The second way we deal with embarrassing or hurtful truth is to keep our own secrets.

“Don’t air your dirty laundry.”

Common sense, right? However, let me suggest that common sense doesn’t always make sense. I understand that we worry that if our secret gets out there will be people who take advantage or twist the secret to make us look bad to the world, or hurt the people we love. I lived twenty years of my life in secrecy that I thought protected others.

We need a disclaimer here. There is a difference between complete secrecy and discretion. If I walk up to someone I don’t know and tell them my deepest secret, A. They’ll think I’m nuts, B. There’s no reason to be so forthcoming in a relationship that doesn’t even exist yet. This should be a no brainer. Figuring out that I get to know the person before I share myself is the beginning of discretion. If I listen to people, get to know them, and then share myself and a secret or two in areas where they struggle and I might help them heal, that’s discretion. But if I get to know them, trust them, but share nothing, that may be self-protective secrecy.

Keeping our own secrets may be pretending not to be who we really are, and sometimes it’s pretending to be sinless. Not only that, it avoids bearing one another’s burdens. Why? Because if I think I’m alone in my sin, that no one has ever messed up as badly as I have, or been as totally affected by wrong as I have, I’m not likely to tell anyone about my experiences. If no one knows what I’ve dealt with, how can they bear my burden?

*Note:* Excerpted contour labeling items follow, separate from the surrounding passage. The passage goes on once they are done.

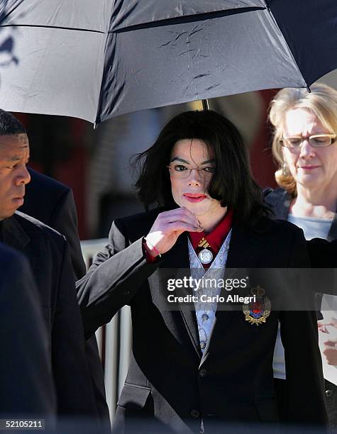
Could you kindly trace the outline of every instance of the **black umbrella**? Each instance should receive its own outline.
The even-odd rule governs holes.
[[[309,87],[337,67],[336,0],[1,4],[0,50],[12,61],[0,62],[0,106],[13,111],[99,123],[142,108]]]

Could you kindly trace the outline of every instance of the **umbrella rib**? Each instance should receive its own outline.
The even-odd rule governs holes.
[[[43,28],[57,28],[59,30],[77,30],[79,32],[91,32],[92,33],[102,33],[106,34],[107,32],[103,32],[101,30],[95,30],[90,28],[76,28],[74,27],[62,27],[60,26],[39,26],[39,25],[33,25],[33,24],[0,24],[1,27],[38,27]]]
[[[132,30],[141,30],[144,28],[151,28],[153,27],[162,27],[165,26],[172,26],[175,24],[184,24],[186,23],[193,23],[194,21],[204,21],[212,18],[222,18],[231,15],[238,15],[247,12],[255,12],[255,11],[264,11],[267,8],[261,6],[250,6],[247,8],[238,8],[236,9],[226,9],[225,11],[215,11],[211,12],[204,12],[203,13],[196,13],[195,15],[188,15],[187,16],[179,16],[175,18],[156,20],[155,21],[140,23],[139,24],[131,24],[125,27],[117,26],[115,28],[109,30],[109,33],[122,33]]]

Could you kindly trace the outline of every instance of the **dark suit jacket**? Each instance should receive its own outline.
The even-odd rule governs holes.
[[[172,310],[161,299],[167,294],[167,270],[174,275],[178,268],[189,268],[186,233],[158,262],[148,263],[143,252],[142,237],[159,211],[116,220],[109,245],[77,282],[87,335],[109,321],[121,306],[131,307],[133,352],[116,431],[128,433],[130,421],[140,416],[179,433],[198,433],[201,417],[206,432],[214,420],[277,421],[272,356],[279,320],[289,379],[287,420],[324,424],[315,313],[272,307],[266,323],[256,326],[245,321],[242,305],[239,310],[218,308],[202,355],[194,305]],[[293,225],[264,218],[255,229],[233,226],[226,269],[308,265],[303,233]],[[293,339],[294,328],[302,336],[299,344]],[[309,390],[308,377],[314,383]]]
[[[31,182],[27,184],[25,202],[20,210],[65,235],[70,247],[76,279],[86,273],[77,230],[77,216],[72,190],[66,185],[28,169]],[[86,357],[92,377],[97,410],[109,425],[103,368],[95,336],[85,343]]]
[[[96,417],[65,238],[16,211],[2,221],[2,239],[23,253],[32,268],[47,328],[58,413]]]
[[[19,211],[65,235],[77,279],[86,273],[77,231],[77,215],[72,190],[61,182],[28,168],[31,182]]]
[[[274,213],[274,217],[280,220],[288,218],[291,195],[283,189],[267,189],[264,191],[265,200]],[[333,269],[337,267],[337,213],[331,223],[327,240],[313,238],[306,241],[306,247],[311,267],[316,270],[315,284],[316,306],[319,319],[321,319],[319,306],[322,294],[337,296],[337,285],[335,282]],[[320,272],[319,269],[324,269]],[[320,292],[318,292],[320,291]]]
[[[55,412],[48,339],[27,260],[0,243],[0,415],[45,418]]]

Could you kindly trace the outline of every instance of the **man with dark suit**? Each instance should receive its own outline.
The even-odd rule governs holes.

How can I bear theirs? In this situation, I follow God in faltering steps because I’m spending my strength covering up, and healing never happens. On the other hand, if someone whose been through what I’m going through keeps quiet, I’ll never realize they might have answers.

Telling my own story is encouraged in Scripture. “Therefore, confess your sins to one another, and pray for one another so that you may be healed. The effective prayer of a righteous man can accomplish much.” James 5:16

When I hear someone say they have struggled in an area in which I also struggle, the thought crosses my mind that they may know something that will help me find truth and healing. I’m freed to reveal my experience to them and find out whether they know something I need to know. And perhaps whether I know something they need to know.

So, who do I tell my secrets? The ones who struggle in the same areas I do. Without telling my secrets, there’s no way for me to know who those people are. That’s the strongest argument for transparency I can think of. Others who should hear my secrets are people who might be affected adversely if I keep the secret.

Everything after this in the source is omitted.